What comes next is where the remarks are less in line.
“I look forward to the president working with Congress on next steps, including development of a comprehensive plan that details for the American people our long-term strategic objectives, the possible risks for military personnel, and national security implications,” Toomey said.
Casey, on the other hand, would like more information.
“I believe the president must outline for the American people a strategy for how this action will move us closer to a political transition in Syria while also advancing the Coalition fight against ISIS. I believe there is no purely military solution to the conflict in Syria, and I continue to oppose the large scale deployment of U.S. ground forces. In the coming days, I’ll be pressing the administration for a full strategy that addresses the ISIS fight as well as the political situation in Syria,” Casey said.

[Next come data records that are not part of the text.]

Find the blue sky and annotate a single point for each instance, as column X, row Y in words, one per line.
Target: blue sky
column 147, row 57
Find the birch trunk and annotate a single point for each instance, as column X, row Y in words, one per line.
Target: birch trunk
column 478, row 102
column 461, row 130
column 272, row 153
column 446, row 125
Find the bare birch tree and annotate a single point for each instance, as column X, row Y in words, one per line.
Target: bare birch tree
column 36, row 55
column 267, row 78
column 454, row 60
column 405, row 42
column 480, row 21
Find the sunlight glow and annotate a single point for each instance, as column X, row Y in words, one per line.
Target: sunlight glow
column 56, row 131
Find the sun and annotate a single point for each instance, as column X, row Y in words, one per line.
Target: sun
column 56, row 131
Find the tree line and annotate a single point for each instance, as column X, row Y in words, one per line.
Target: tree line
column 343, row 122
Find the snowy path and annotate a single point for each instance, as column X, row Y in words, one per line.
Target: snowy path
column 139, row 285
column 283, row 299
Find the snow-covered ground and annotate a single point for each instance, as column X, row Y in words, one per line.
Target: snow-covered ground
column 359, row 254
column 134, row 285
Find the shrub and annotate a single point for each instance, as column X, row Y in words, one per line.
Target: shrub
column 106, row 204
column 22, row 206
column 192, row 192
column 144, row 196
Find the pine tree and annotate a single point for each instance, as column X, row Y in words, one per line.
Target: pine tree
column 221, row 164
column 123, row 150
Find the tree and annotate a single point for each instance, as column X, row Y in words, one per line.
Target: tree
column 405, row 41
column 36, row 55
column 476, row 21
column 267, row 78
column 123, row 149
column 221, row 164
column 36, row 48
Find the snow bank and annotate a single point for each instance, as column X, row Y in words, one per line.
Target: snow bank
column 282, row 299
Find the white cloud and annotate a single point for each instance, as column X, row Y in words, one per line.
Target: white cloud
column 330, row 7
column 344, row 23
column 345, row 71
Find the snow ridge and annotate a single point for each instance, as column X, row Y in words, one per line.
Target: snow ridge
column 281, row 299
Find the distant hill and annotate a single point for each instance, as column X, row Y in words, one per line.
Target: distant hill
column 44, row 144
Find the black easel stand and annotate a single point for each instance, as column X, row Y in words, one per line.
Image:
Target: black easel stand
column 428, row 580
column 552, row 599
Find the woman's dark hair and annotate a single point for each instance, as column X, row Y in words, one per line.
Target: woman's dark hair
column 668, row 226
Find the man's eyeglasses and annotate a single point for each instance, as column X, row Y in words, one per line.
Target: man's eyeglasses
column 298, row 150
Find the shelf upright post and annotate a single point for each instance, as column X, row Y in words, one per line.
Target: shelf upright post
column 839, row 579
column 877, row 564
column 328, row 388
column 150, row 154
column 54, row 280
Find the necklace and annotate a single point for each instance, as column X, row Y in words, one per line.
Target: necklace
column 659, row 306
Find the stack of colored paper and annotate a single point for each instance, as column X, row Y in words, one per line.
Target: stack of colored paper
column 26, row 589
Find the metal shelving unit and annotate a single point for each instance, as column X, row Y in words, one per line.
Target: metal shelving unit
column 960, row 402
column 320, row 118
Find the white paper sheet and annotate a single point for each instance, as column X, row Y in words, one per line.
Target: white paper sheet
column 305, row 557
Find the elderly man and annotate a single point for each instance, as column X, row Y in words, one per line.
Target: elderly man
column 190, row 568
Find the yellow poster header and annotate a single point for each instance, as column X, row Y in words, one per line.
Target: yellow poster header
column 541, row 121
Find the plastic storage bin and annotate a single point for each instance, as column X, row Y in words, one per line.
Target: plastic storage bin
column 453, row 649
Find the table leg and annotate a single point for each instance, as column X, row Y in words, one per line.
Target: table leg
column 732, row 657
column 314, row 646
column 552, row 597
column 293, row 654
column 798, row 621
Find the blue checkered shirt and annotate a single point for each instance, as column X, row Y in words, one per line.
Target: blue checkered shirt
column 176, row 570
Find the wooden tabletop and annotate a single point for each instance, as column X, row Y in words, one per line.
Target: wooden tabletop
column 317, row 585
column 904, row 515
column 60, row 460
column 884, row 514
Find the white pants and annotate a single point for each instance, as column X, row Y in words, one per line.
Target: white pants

He noted the need to hold both Russia and Iran “accountable for their continued support” of Assad and pushed for Trump to “accelerate humanitarian assistance” to Syrian victims, including allowing U.S. resettlement after “appropriate vetting,” a move that would require Trump’s travel ban to be reconsidered.
He also encouraged the president to seek legislative authorization for future actions.
“I called on the Obama administration to do the same — the 2001 and 2002 (Authorizations for Use of Military Force) are outdated and don’t reflect today’s realities and threats. Members of Congress have a responsibility to debate these actions and cast a vote on an AUMF if the President plans to continue military action,” Casey said.